Este archivo es, por tanto, tanto una obra de ficción como un experimento sobre las posibilidades narrativas de la colaboración entre humano e inteligencia artificial.
— Archivo 17-A
Durante años he dedicado parte de mi tiempo a investigar los Mitos. Entre manuscritos olvidados, sociedades esotéricas, expedientes sobre ocultismo, antiguos grimorios y todo aquello que habita en esa difusa frontera entre la ficción, el folclore y la historia han pasado por mis manos. Con el tiempo aprendí que, aunque la mayoría de documentos terminan explicándose por sí mismos, algunos parecen resistirse a cualquier explicación racional.
Hace unas semanas ocurrió algo que todavía no consigo comprender... ¿o si?
Al regresar a casa encontré un sobre de papel kraft apoyado junto a la puerta. No llevaba sellos. No tenía remitente. Nadie de mis vecinos recordaba haber visto a la persona que lo dejó allí.
En su interior solo había una carpeta de cartón muy desgastada, cerrada con una cinta de tela ya amarillenta por el paso del tiempo.
Sobre la cubierta podía leerse una única inscripción mecanografiada:
PROYECTO 17-A
Debajo, alguien había estampado con tinta roja una palabra que parecía repetirse una y otra vez a lo largo de los documentos:
ULTRASECRETO
No había ninguna carta de presentación, solo una pequeña nota escrita a mano con una caligrafía temblorosa, casi desesperada.

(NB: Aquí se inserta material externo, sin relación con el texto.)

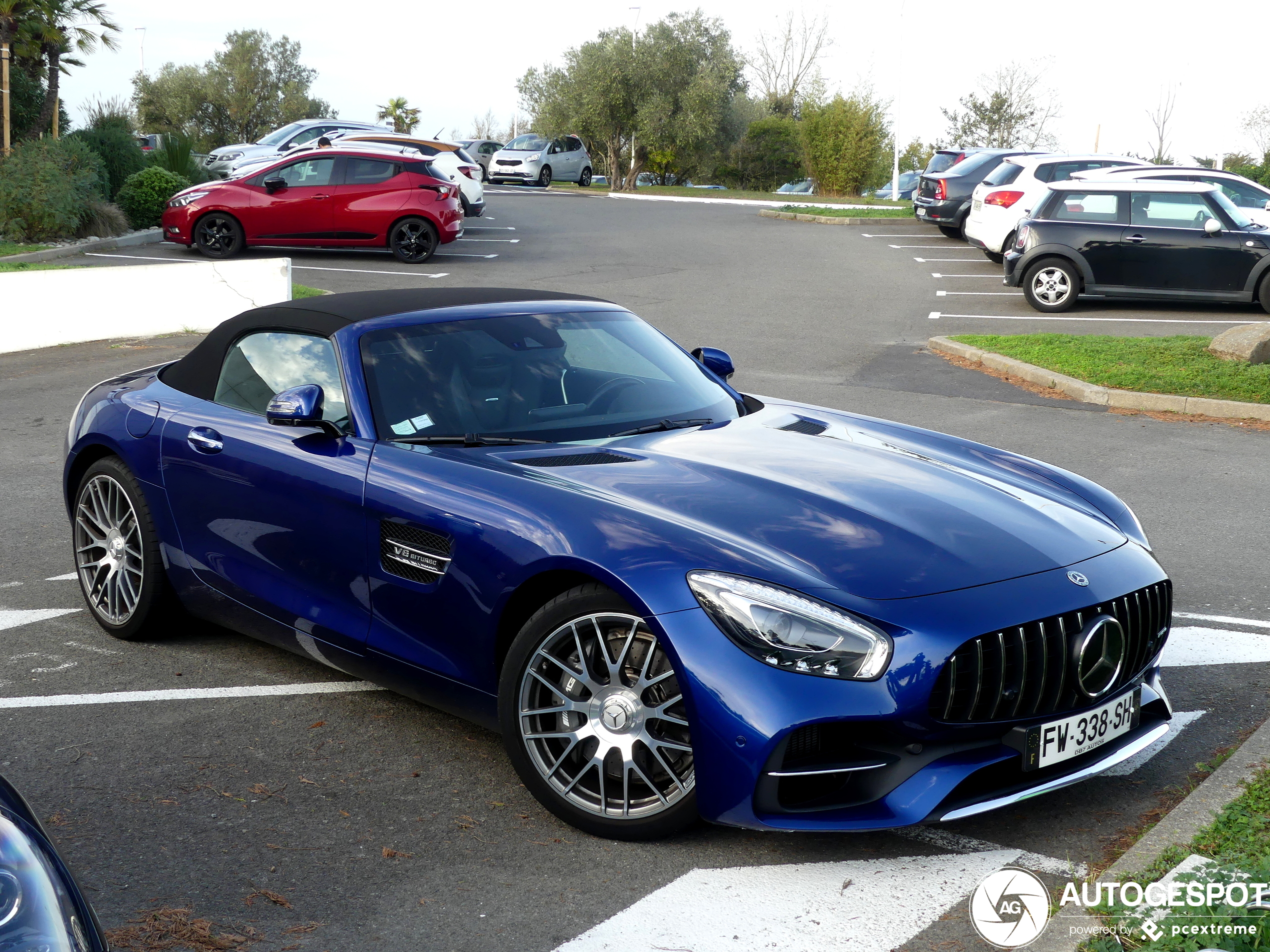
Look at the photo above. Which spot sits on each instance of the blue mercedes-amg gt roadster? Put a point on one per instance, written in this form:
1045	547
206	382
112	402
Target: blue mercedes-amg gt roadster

"Esto necesita salir a la luz."
"Hay cosas que no son lo que creemos."
Nada más.
Al abrir la carpeta descubrí decenas de informes, transcripciones de audio, fotografías parcialmente censuradas, páginas arrancadas y documentos plagados de tachaduras negras. Muchosde ellos estaban numerados como si pertenecieran a un expediente mucho mayor, uno del que solo hubieran sobrevivido algunos fragmentos... creo, ¿no estoy seguro?
Al principio pensé que se trataba de una elaborada obra de ficción o una clase de absurda broma.

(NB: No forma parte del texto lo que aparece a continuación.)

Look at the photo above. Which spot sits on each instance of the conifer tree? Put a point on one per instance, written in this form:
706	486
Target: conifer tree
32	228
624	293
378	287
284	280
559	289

A partir de ese momento decidí hacer una única cosa... publicar estos documentos exactamente en el orden en que aparecían dentro del expediente. No puedo garantizar su autenticidad, tampoco afirmo que todo lo que aparece aquí cuanto sen sua cierto, pero sí puedo asegurar una cosa y es que conforme me adentraba en estos documentos, una idea comenzó a repetirse una y otra vez entre sus páginas:
Quizá los llamados "Grises" nunca fueron una especie.

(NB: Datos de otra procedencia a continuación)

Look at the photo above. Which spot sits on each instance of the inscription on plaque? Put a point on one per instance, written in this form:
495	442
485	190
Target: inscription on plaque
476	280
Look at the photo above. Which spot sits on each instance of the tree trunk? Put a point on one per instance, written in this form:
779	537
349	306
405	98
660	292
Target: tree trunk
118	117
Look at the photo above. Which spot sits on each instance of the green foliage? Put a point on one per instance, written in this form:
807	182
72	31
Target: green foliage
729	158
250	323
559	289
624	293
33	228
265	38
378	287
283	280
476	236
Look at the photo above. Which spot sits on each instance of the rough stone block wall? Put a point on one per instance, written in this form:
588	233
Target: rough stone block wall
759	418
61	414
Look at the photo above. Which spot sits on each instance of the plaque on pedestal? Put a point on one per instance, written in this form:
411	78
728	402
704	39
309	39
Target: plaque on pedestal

Quizá los ovnis nunca fueron máquinas.
Y quizá los monstruos descritos por Lovecraft no eran simples criaturas literarias, sino intentos desesperados de poner nombre a algo que la mente humana es incapaz de comprender.
Desde hoy comenzaré a desclasificar el contenido del Proyecto 17-A.
Son ustedes los que deciden si todo esto pertenece al terreno de una mente desequilibrada... o si alguien ha intentado ocultar durante demasiado tiempo una verdad imposible de aceptar.